Some 47 million doses later, there have been no deaths attributable to the vaccine itself and serious adverse events are very rare: when they do occur, they usually unmask an underlying immunocompromising condition, Dr. Seward explained. Pregnancy registry data confirm there have been no episodes of congenital varicella syndrome in women exposed to the vaccine during pregnancy and major birth defects in children born to mothers exposed to the vaccine are similar to background rates. Post-licensure experience also shows that the vaccine prevents 99% (mean) of severe varicella—100% median—“so it is highly effective against severe disease,” Dr. Seward observed. “We are seeing excellent disease control with one dose in the varicella vaccination program in children and we anticipate improved disease control with the two-dose program.”

Dr.

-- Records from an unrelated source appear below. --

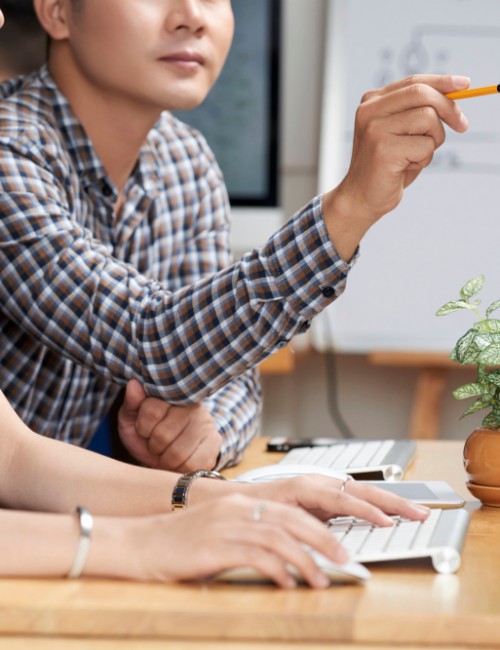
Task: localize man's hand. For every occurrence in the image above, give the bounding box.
[323,75,469,261]
[118,379,222,472]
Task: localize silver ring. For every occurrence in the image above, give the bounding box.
[252,501,266,521]
[340,476,352,493]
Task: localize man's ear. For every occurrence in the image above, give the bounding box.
[33,0,69,41]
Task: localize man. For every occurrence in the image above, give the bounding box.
[0,0,468,471]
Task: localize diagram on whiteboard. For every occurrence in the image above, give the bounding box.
[374,24,500,174]
[313,0,500,353]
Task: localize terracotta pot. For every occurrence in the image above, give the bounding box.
[464,427,500,507]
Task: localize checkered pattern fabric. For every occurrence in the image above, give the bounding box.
[0,67,349,466]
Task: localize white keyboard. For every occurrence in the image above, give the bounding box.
[328,509,470,573]
[280,440,416,480]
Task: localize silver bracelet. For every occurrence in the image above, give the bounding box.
[68,506,94,578]
[172,469,226,511]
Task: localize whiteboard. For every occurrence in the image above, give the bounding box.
[312,0,500,353]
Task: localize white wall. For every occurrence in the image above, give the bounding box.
[261,0,480,438]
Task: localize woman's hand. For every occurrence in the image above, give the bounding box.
[235,474,429,526]
[94,494,348,588]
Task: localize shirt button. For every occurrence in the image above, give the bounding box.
[321,285,335,298]
[299,320,311,334]
[101,181,113,196]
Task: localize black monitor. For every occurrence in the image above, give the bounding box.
[176,0,281,207]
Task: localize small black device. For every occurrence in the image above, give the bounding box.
[266,436,339,452]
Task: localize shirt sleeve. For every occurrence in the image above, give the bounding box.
[0,134,349,408]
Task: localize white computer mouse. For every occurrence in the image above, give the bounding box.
[215,551,372,585]
[236,463,348,483]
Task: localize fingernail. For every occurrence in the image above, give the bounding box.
[314,571,330,589]
[451,75,470,90]
[335,546,349,562]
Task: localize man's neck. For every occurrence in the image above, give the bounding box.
[49,51,161,193]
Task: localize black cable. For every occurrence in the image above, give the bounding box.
[322,314,356,439]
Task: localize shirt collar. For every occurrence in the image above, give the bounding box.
[40,65,161,199]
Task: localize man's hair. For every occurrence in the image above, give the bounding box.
[0,0,46,77]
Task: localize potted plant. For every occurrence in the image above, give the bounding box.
[436,275,500,507]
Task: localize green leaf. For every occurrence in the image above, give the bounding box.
[483,370,500,387]
[477,343,500,366]
[436,300,479,316]
[451,329,481,364]
[453,383,483,399]
[460,399,490,419]
[460,275,484,300]
[486,300,500,323]
[481,413,500,427]
[473,318,500,332]
[474,330,500,350]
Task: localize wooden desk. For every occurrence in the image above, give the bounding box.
[0,439,500,650]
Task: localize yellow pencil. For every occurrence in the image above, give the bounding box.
[446,84,500,99]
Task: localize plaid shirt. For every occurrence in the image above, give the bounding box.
[0,67,349,466]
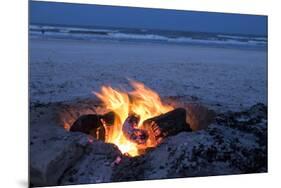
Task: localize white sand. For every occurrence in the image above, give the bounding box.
[29,39,267,109]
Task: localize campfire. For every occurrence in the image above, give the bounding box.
[62,81,190,157]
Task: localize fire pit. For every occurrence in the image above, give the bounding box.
[65,81,199,157]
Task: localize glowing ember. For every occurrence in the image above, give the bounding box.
[94,81,173,156]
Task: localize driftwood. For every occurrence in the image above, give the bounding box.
[122,115,148,144]
[70,112,115,140]
[143,108,191,143]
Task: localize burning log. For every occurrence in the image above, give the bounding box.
[143,108,191,143]
[70,112,116,141]
[122,115,148,144]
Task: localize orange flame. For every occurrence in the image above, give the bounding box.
[94,81,173,156]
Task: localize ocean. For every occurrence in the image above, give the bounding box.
[29,24,267,49]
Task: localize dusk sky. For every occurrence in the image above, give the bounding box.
[30,1,267,35]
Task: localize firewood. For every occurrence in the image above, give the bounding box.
[143,108,191,143]
[70,112,116,140]
[122,115,148,144]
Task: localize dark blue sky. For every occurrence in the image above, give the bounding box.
[30,1,267,35]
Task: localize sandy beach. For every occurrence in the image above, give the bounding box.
[29,38,267,110]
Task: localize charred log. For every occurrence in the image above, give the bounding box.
[143,108,191,143]
[70,112,116,140]
[122,115,148,144]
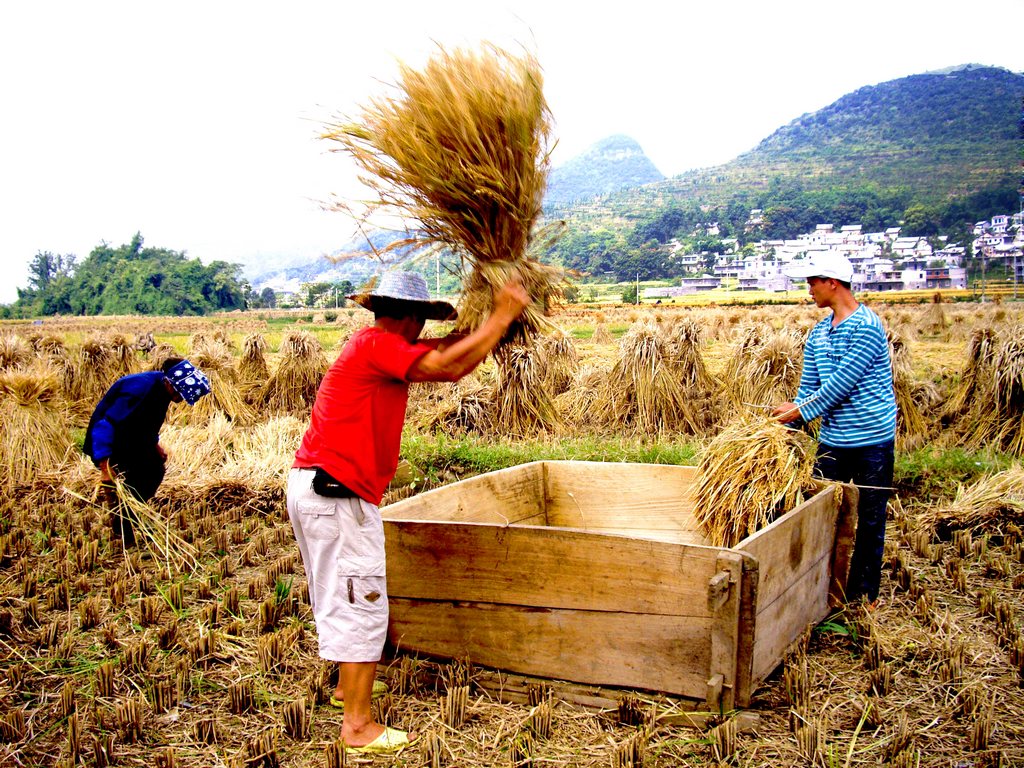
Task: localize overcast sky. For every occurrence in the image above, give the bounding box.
[0,0,1024,303]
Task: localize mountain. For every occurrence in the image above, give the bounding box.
[254,65,1024,285]
[593,65,1024,218]
[544,135,665,205]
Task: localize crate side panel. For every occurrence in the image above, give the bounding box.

Marian MacLellan, School of Nursing, St. Francis Xavier University, Antigonish, Nova Scotia, examined a group of Canadian parents’ reasons for whether they would have their child immunized against varicella. In June 2005, 148 parents with children between the ages of one and five were asked if they had had their children immunized; sixty-two per cent of parents indicated they had not (Nova Scotia funded the varicella vaccine program in 2003 so public funding was not an issue). “The number one reason for not immunizing their child was that they already had varicella,” Dr. MacLellan noted. But a significant proportion of the parents reported that they did not have their child immunized because the vaccine was not free (16%) or that their physician did not recommend it (10%). Over half (56%) indicated they did not see varicella as a serious disease.

“Varicella should not be a ‘rite of passage’—it is a vaccine-preventable disease and parents look to health care providers for advice on immunizations and the rationale for new vaccines,” Dr. MacLellan concluded.